Video Preview Generation – Wild walk with Innoval and AWS

In Blog, Cloud Technology by Jiju Thomas Mathew

1

Recently a client contact, challenged our AWS team with a task, to generate previews of video files which will be synced to Amazon S3 frequently after sourcing it from an ftp site.

Challenges:

  • Files will come at any time of the day 24 x 7
  • Will be organized into date based folders on bucket level
  • Will need to check the stability of file on arrival at the specified Amazon S3 bucket
  • Files will vary from between 10 to 900 MB
  • Will need to use the same bucket to store the preview files
  • Lifecycle rules to be implemented for the preview files to discard after a week
  • Keep cost as low as possible without loosing the time value

Initial Solution:

  • AWS Lambda with Node.Js 6.10 timed with Amazon Cloud Watch events at specified interval
  • Get S3 listing and store it to S3 after checking for repeat status
  • Twice same filesize and timestamp means file is stable
  • Pass files to On-Demand EC2 from custom Amazon Machine Image
  • Using ffmpeg and some shell scripts pick file from Amazon S3, do the process and store it back

After about a week, we started to identify some issues, which were due to the fact that we had overlooked the fine print of “Amazon Instance Hour Billing”. We were launching more or less 30 to 35 instances per day even though they were running just for a minute or two and terminating, we could be billed for as much number of instance hours.

A round of brainstorming was put forth and considering the following points we arrived at a further solid solution.
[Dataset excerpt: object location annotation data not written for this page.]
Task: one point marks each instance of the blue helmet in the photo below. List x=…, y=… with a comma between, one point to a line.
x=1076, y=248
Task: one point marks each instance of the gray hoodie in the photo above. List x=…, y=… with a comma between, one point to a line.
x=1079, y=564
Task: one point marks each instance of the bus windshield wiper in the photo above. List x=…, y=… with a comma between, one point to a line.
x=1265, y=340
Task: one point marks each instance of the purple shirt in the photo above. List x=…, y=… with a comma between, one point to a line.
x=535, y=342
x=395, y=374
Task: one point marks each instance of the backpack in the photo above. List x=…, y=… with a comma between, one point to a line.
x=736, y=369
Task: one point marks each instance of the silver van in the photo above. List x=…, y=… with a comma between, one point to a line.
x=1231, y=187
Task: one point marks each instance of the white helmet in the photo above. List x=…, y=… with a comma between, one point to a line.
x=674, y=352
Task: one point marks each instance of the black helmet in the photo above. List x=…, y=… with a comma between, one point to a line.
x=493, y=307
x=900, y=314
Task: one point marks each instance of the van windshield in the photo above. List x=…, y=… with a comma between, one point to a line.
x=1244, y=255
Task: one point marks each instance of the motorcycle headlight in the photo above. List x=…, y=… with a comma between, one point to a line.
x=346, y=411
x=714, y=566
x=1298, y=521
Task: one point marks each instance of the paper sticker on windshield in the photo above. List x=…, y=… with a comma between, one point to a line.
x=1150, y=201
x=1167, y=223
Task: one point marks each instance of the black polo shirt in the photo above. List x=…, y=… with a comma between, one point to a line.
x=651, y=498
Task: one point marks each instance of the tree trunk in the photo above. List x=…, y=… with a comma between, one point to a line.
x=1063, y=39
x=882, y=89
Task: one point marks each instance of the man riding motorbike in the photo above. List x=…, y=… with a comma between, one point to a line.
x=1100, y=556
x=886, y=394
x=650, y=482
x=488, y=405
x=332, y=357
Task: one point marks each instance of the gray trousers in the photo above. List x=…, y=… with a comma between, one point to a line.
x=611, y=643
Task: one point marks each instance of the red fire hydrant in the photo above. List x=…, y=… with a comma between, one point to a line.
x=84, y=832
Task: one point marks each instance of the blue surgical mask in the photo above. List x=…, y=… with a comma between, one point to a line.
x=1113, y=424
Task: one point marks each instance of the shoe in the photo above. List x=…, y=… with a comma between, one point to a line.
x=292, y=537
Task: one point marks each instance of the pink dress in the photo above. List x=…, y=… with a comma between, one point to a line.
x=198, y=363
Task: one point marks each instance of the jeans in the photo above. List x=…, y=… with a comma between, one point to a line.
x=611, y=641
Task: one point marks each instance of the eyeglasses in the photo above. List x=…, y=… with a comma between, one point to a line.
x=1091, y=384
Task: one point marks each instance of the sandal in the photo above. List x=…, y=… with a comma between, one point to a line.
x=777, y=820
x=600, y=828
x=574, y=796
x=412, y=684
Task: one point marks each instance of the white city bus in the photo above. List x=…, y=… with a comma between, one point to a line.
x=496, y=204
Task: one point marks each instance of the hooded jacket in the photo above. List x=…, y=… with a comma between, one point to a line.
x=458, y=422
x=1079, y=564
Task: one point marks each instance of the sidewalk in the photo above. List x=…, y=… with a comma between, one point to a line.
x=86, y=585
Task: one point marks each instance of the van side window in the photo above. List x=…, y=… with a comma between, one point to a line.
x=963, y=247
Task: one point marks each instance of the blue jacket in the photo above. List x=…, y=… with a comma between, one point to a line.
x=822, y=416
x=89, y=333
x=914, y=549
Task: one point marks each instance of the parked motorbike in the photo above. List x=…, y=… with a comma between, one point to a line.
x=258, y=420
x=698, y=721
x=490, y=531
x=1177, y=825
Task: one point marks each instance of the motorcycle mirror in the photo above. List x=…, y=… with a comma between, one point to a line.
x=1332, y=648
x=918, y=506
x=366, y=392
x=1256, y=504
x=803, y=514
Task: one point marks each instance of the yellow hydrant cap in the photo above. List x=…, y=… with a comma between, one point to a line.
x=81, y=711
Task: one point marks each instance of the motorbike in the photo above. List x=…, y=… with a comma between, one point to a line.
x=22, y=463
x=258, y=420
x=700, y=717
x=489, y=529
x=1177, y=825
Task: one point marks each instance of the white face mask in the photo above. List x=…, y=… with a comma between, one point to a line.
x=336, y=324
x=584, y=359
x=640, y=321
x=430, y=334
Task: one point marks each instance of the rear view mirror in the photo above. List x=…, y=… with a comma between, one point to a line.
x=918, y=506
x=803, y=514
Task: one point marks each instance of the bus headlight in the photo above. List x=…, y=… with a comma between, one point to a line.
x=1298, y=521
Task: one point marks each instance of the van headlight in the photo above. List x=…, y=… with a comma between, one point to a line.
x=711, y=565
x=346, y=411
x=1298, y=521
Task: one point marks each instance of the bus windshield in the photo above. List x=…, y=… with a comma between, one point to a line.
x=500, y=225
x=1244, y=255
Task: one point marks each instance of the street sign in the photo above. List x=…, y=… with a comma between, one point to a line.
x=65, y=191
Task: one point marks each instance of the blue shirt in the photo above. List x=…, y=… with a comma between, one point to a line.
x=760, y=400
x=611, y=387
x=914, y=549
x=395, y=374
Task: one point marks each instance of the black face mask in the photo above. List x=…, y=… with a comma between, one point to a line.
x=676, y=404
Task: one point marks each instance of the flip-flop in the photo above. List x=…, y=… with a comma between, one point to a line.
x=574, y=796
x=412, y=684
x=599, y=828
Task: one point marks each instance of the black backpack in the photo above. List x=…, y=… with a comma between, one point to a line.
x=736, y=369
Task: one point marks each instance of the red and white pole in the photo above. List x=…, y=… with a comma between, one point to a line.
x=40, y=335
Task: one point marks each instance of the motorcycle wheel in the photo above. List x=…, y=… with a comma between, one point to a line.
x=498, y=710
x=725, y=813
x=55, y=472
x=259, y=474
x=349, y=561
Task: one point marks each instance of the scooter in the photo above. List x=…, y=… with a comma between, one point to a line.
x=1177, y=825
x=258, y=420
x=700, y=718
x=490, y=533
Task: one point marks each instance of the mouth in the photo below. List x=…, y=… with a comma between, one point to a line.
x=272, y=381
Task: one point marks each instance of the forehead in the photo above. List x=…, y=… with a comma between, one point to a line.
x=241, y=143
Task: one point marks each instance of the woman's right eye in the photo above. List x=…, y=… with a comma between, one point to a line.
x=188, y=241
  • AWS Lambda (FaaS) runs on Amazon Linux
  • Lambda can run compiled binary if it is statically linked
  • Thanks to John Van Sickle (https://johnvansickle.com/ffmpeg/)
  • AWS Lambda has ephemeral disk of 512MB
  • Lambda can be triggered from S3 events

Final Solution:

  • Function from initial solution will pass on any sub 350MB files to a new Function
  • New function will do the same process as that of the EC2 using statically linked binary

Outcome:

With over 70 files being processed per day last week through EC2 which was being invoked for almost 35 hours a day, has now come down to about 5 hour perday. Well it means in figures, a reduction of $100 to $15 per month.